Nested dataframes to explain Trump's winning by race, across regions

Feb 13, 2017 · 1385 words · 7 minute read

It's been a while since I learned about nested dataframes to estimate different models across different groups of observations. Actually it was when I took David Robinson's Datacamp course: Exploratory Data Analysis in R: Case Study and I found it really useful! The other day I was listening to the 31st episode of the Not So Standard Deviations when Hilary started talking about nested dataframes and how it could be not completely straightforward for everyone to appreciate how useful this could be. That's when it hit me: I had to write about this!

The data

Continuing with the same dataframe from my post about the analysis of counties characteristics that made Trump the winner of the US 2017 Election now I examine it by region.

For that I load the data first.

## Error in readChar(con, 5L, useBytes = TRUE): cannot open the connection

load("trump-rpart.Rdata")

Quantile Analysis

To analyze how the results were different across some characteristics’ quintiles, I define a function using partial from purrr package. Why? Because I just learnt it! To calculate quintiles I use the same parameter one and again for the ntile function (n = 5) to find the quintiles. (This idea came from this very popular Tweet that has been around this past few days).

library(dplyr)
library(ggplot2)
library(purrr)

nt <- partial(ntile, n = 5)

votes <- votes %>%
  mutate(white_alone_q    = nt(white_alone),
         white_q          = nt(white),
         black_q          = nt(black),
         hisp_latin_q     = nt(hisp_latin),
         edu_batch_q      = nt(edu_batchelors),
         urban_q          = nt(housing_units_multistruct),
         income_q         = nt(income))

## Error in eval(lhs, parent, parent): object 'votes' not found

knitr::kable(head(votes))

## Error in head(votes): object 'votes' not found

Once I have that, I define a function group_quintiles whose input is a dataframe that has already has a column name q (the column with the quintiles) and groups by it and calculates a the portion of counties that voted for Trump for each quintile. I use it for every characteristic I'm interested in.
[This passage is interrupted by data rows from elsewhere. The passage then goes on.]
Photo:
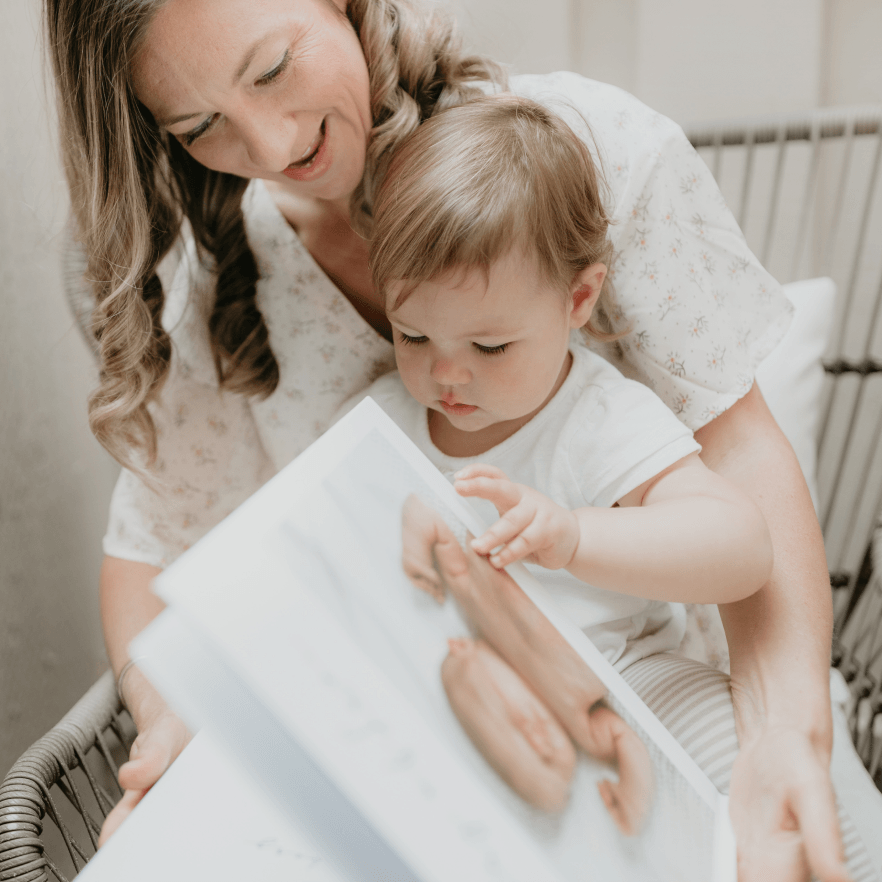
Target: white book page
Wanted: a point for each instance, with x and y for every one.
(302, 591)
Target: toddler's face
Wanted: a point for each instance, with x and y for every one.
(491, 349)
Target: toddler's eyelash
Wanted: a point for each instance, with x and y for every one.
(411, 341)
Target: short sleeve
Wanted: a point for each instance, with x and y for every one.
(700, 310)
(619, 437)
(209, 461)
(209, 454)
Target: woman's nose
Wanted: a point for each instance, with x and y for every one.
(269, 145)
(447, 372)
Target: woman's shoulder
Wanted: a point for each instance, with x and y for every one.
(611, 113)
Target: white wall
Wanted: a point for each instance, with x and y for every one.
(54, 480)
(695, 59)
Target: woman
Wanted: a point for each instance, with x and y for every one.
(169, 107)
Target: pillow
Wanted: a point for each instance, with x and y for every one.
(791, 378)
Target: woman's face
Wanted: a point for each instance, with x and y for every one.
(273, 89)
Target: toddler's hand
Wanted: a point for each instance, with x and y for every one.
(531, 527)
(422, 529)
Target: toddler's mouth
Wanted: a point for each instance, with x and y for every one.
(458, 409)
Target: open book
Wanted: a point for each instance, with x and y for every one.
(295, 637)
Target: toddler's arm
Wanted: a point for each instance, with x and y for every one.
(687, 534)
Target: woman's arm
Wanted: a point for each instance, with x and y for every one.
(686, 534)
(781, 796)
(127, 606)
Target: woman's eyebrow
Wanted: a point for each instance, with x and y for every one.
(249, 57)
(166, 122)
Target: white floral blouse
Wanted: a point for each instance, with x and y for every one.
(702, 311)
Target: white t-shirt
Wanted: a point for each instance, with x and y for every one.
(703, 311)
(600, 437)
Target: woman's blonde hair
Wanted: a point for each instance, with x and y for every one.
(476, 181)
(132, 185)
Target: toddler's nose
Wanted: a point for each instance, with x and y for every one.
(447, 372)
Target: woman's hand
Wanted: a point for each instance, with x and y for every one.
(154, 750)
(781, 798)
(783, 810)
(127, 605)
(531, 527)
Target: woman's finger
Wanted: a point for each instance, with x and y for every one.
(119, 813)
(814, 805)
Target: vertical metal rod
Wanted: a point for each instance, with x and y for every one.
(781, 141)
(748, 171)
(862, 235)
(718, 154)
(810, 188)
(840, 190)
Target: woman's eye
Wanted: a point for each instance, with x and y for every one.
(407, 340)
(189, 137)
(491, 350)
(276, 72)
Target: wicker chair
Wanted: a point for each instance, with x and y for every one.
(66, 777)
(821, 209)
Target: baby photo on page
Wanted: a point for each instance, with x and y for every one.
(535, 725)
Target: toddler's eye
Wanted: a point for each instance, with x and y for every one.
(407, 340)
(491, 350)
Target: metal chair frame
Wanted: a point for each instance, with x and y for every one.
(830, 151)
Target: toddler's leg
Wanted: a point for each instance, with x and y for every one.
(694, 703)
(509, 725)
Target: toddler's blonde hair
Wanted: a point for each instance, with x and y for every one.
(477, 180)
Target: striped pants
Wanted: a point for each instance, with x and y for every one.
(694, 703)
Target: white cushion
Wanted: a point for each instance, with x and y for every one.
(791, 378)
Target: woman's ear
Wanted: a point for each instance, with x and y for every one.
(584, 292)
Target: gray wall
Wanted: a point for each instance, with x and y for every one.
(691, 59)
(54, 478)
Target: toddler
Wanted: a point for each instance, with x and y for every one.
(490, 246)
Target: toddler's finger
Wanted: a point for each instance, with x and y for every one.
(516, 550)
(504, 494)
(512, 523)
(480, 470)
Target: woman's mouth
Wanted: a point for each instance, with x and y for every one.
(313, 161)
(458, 409)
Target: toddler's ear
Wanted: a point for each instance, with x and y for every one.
(584, 292)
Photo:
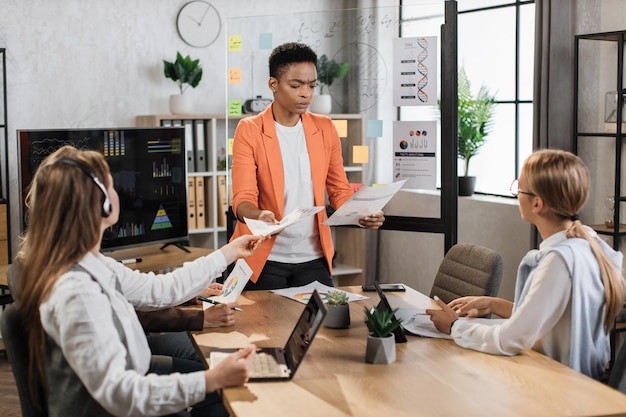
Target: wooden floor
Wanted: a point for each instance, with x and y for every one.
(9, 400)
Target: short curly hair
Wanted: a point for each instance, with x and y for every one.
(288, 53)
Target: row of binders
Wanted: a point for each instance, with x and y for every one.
(198, 212)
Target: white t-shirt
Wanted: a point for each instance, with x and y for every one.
(299, 242)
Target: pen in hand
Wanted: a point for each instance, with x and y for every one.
(208, 300)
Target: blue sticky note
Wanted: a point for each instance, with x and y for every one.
(265, 41)
(374, 128)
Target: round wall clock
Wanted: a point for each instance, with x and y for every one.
(198, 23)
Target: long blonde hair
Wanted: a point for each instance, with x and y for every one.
(63, 224)
(562, 181)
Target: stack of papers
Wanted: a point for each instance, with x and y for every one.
(261, 228)
(366, 201)
(234, 284)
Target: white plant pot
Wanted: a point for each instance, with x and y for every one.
(380, 350)
(321, 104)
(180, 104)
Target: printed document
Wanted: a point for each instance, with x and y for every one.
(261, 228)
(366, 201)
(234, 284)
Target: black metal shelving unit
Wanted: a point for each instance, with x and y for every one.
(5, 296)
(617, 229)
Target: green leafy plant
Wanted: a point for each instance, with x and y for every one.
(183, 71)
(337, 298)
(381, 323)
(328, 71)
(475, 118)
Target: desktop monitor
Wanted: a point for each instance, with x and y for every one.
(148, 169)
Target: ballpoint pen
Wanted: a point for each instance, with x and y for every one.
(208, 300)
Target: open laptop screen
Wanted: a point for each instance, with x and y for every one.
(308, 324)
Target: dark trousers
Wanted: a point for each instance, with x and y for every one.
(277, 275)
(174, 352)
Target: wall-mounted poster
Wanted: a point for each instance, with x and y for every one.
(414, 153)
(415, 71)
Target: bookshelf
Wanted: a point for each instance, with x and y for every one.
(206, 145)
(599, 127)
(212, 133)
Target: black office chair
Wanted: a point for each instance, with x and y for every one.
(16, 346)
(468, 270)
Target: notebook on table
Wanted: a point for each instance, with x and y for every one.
(385, 306)
(281, 363)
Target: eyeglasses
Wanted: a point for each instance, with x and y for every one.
(515, 191)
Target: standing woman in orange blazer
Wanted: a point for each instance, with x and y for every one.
(286, 158)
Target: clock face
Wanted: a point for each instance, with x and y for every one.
(198, 24)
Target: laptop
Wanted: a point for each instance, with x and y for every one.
(281, 363)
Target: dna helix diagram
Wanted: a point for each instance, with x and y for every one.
(422, 69)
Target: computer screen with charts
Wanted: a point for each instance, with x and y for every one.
(148, 169)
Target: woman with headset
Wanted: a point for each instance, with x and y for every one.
(88, 353)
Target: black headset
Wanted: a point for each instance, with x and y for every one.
(106, 204)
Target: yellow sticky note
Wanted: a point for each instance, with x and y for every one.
(342, 127)
(234, 76)
(234, 107)
(234, 43)
(360, 154)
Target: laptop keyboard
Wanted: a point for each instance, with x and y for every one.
(265, 366)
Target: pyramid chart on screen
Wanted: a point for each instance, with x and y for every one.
(161, 220)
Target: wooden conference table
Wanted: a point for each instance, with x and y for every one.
(431, 377)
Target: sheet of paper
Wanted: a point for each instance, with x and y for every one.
(234, 284)
(303, 294)
(366, 201)
(261, 228)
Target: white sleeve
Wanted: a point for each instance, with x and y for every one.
(78, 317)
(147, 291)
(543, 306)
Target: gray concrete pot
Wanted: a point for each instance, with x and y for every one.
(380, 350)
(338, 317)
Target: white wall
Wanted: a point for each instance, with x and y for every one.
(414, 258)
(82, 63)
(91, 63)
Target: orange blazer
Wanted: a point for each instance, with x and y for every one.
(258, 177)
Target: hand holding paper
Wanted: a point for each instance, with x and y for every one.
(366, 201)
(234, 284)
(261, 228)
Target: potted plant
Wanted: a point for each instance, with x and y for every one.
(327, 72)
(381, 343)
(475, 118)
(185, 72)
(338, 316)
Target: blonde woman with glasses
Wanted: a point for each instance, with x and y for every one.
(567, 293)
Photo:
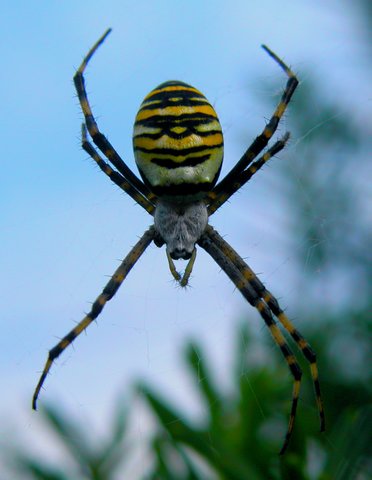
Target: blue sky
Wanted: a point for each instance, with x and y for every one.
(64, 225)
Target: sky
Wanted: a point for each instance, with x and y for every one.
(64, 226)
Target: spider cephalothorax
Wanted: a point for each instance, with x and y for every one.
(178, 146)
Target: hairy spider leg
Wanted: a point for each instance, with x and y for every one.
(115, 176)
(217, 200)
(274, 306)
(262, 140)
(107, 293)
(209, 244)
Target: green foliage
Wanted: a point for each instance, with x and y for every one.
(240, 434)
(83, 459)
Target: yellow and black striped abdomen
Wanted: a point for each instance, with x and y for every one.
(177, 141)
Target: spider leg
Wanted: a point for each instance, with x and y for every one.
(115, 176)
(108, 292)
(209, 243)
(98, 138)
(184, 279)
(252, 279)
(261, 141)
(218, 199)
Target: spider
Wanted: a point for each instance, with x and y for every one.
(178, 147)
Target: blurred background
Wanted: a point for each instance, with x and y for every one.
(171, 383)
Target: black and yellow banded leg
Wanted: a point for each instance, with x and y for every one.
(115, 176)
(108, 292)
(98, 138)
(218, 198)
(275, 308)
(261, 141)
(233, 272)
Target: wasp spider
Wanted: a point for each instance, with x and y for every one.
(178, 147)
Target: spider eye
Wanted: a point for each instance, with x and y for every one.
(178, 141)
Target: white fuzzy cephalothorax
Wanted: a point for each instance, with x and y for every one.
(180, 226)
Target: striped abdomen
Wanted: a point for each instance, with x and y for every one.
(177, 141)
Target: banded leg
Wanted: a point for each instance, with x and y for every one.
(262, 140)
(218, 199)
(232, 271)
(108, 292)
(98, 138)
(115, 176)
(274, 306)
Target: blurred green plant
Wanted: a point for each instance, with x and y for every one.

group_quitiles <- function(x){
  x %>% 
  group_by(q) %>% 
  summarize(mean_Trump = mean(pref_cand_T == 1))
}

black_quintiles <- votes %>% 
  mutate(q = black_q) %>%
  group_quitiles()

## Error in eval(lhs, parent, parent): object 'votes' not found

white_alone_quintiles <- votes %>% 
  mutate(q = white_alone_q) %>% 
  group_quitiles()

## Error in eval(lhs, parent, parent): object 'votes' not found

white_quintiles <- votes %>% 
  mutate(q = white_q) %>% 
  group_quitiles()

## Error in eval(lhs, parent, parent): object 'votes' not found

hisp_latin_quintiles <- votes %>% 
  mutate(q = hisp_latin_q) %>% 
  group_quitiles()

## Error in eval(lhs, parent, parent): object 'votes' not found

edu_batch_quintiles <- votes %>% 
  mutate(q = edu_batch_q) %>% 
  group_quitiles()

## Error in eval(lhs, parent, parent): object 'votes' not found

urban_quintiles <- votes %>% 
  mutate(q = urban_q) %>% 
  group_quitiles()

## Error in eval(lhs, parent, parent): object 'votes' not found

income_quintiles <- votes %>% 
  mutate(q = income_q) %>%
  group_quitiles()

## Error in eval(lhs, parent, parent): object 'votes' not found

library(knitr)
knitr::kable(black_quintiles, align = 'l')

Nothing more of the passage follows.